Methods: Forty Class I cavities (4-mm depth) were prepared in sound human third molars. RBC restorations were layered either with conventional microhybrid resin composite (Z250, 3M ESPE) or bulk-fill resin composite (Tetric EvoCeram Bulk Fill; Ivoclar Vivadent, TBF). The following groups were tested: manufacturer’s layring technique (MT): MT-Z250 — two 2-mm increments; and MT-TBF — one 4-mm increment, and inverted layering technique (IT): IT-Z250 — one 4-mm increment; and IT-TBF — two 2-mm increments. After 24h in water storage, the restorations were sectioned. The first slice (0.7-mm thickness) was taken from the proximal area of the restoration and submitted to Knoop hardness and measured in five depths. Additional sections on x-y directions were performed to obtain beams (0.75 mm x 0.75 mm) that were tested for µTBS.
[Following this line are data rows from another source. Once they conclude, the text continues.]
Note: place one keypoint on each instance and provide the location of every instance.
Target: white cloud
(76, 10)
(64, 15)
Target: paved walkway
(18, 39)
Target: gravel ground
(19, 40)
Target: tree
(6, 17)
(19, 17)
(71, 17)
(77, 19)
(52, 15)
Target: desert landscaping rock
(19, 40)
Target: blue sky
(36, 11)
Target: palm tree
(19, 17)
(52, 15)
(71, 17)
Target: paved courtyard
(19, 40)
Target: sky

Results: MT-TBF showed the lowest µTBS mean when compared to MT-Z250 (p<0.05). IT-TBF had the best µTBS mean when compared to IT-Z250 (p<0.05). When the techniques were compared, for TBF, the IT showed best means when compared to MT (p<0.05). Z250 had best performance when MT was used (p<0.05). For Knoop hardness (KHN), MT-Z250 and IT-TBF showed no difference regardless of the depth. However, for IT-Z250 and MT-TBF the depth did influence the KHN (p>0.05). When techniques were compared, MT and IT did not differ up to 1-mm depth for Z250 and 2-mm for TBF (p>0.05). From 2-mm for Z250, MT-Z250 showed best means when compared to IT-Z250 (p<0.05). Above 3-mm, the IT-TBF showed best results when compared to MT-TBF (p<0.05).
Conclusions: The 2-increments restoration technique in high C-factor cavities revealed better µTBS and hardness for both resin composite materials.